Most teachers will assure you that standardized tests are a multimillion dollar product with the purpose of fattening the testing industry's bank account. Such tests, however, lead teachers to teach to the test. Rather than encouraging creative thinking, they teach rote thinking and fill their students with the facts they need for the test, not for the challenges of life. And life in America needs creative thinking and an intellectual approach to many problems. We need to devise clean energy sources. We need to end pollution and resource-depleting industries. We need to restructure our economy to provide opportunities for
meaningful, sustainable, adequately remunerative work for everyone.
Albert Einstein, Thomas Edison and Mark Twain all floundered in school. They would, most likely, have performed abysmally on standardized tests. Do we want to stigmatize our future Einsteins, or do we want to nurture their individual ways of learning? Let us take the money away from testing and put it into mentoring and more resources for schools (better libraries, for example), so that we don't spend millions just to dumb our children down.
School vouchers, too, will have a negative impact on our education system. Apart from the simple fact that the poorest children are those most in need of publicly funded education, there is the problem of lowering the benchmark. Many people have an illusion that vouchers are a way to get out of an inadequate public school system. But if all who could bail from public schools did (and most middle class families still could not afford to do so, or provide the transportation to do so) the public system would falter, the standard with which private schools would have to compare themselves would be lowered, and (private schools existing for profit, not for the public weal) the private schools would perform more and more poorly to save themselves money.
This, of course, begs the question. Public education is offered in the interest of the country as a whole, and if we further
under fund it we will be stuck with the higher cost of unemployable, angry young adults, cheated out of a chance to be productive members of society. Although I
home school my own children, I hope someday soon to see a higher percentage of my tax dollars going to the public school systems.

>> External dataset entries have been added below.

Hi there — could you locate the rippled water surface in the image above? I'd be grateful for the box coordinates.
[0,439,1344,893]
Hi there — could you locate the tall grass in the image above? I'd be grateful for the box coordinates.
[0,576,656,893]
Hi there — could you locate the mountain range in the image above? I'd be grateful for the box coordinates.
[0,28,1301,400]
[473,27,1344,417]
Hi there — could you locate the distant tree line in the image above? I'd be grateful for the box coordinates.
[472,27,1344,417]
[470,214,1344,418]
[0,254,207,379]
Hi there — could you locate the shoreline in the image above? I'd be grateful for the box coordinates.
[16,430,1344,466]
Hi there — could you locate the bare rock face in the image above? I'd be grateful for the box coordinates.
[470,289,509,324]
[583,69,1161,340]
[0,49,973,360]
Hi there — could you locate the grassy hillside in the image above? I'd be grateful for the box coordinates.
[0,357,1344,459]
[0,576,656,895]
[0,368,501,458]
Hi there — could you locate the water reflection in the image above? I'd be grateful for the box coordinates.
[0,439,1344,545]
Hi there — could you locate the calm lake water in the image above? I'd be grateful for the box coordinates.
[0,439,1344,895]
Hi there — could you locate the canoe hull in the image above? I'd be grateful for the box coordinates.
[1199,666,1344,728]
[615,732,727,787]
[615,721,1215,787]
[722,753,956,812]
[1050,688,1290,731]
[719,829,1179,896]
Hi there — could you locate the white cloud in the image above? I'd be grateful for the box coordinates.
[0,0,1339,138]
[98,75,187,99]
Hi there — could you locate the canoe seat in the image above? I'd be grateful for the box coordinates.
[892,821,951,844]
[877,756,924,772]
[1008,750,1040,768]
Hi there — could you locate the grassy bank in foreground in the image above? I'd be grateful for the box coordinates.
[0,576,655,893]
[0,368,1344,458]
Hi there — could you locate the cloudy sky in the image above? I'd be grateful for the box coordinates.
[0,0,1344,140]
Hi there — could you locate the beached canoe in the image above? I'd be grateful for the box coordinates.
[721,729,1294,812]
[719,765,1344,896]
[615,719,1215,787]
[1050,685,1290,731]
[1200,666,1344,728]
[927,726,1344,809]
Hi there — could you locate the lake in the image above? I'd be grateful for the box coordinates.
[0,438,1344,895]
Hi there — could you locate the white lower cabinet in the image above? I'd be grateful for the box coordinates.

Not only do we have to worry about making enough money to send our children to Pine Point if we want them to avoid a future of flipping burgers, but the CT legislature is currently considering bills to post "In God We Trust" on every single public classroom wall in the state (withholding funding for noncompliance), and wants to make the Pledge of Allegiance mandatory. Propaganda, whether it suits one's own tastes or not, has no place in the classroom. Allowing it to enter because it seems innocuous at the time just opens the door to more, and eventually offensive, propaganda.
The state is even considering legislation to dictate how homeschoolers go about their lives, including mandatory standardized testing of homeschooled children, despite the amply demonstrated successfulness of homeschooling. The bill currently under consideration would also prevent most formerly homeschooled adults from homeschooling their own children! All this is invasive of people's privacy, of their right to think for themselves. The government has no business intruding into people's religious or philosophical or personal realms.
The public has an obligation to provide every child with the opportunities afforded by a decent education, and it is in the public's best interest to do so. But vouchers, mandatory testing, and micromanagement will not help - will, in fact, hinder the education process. These things do not benefit children, and they erode our civil liberties. Our children's education should be in the hands of the parents who care about them.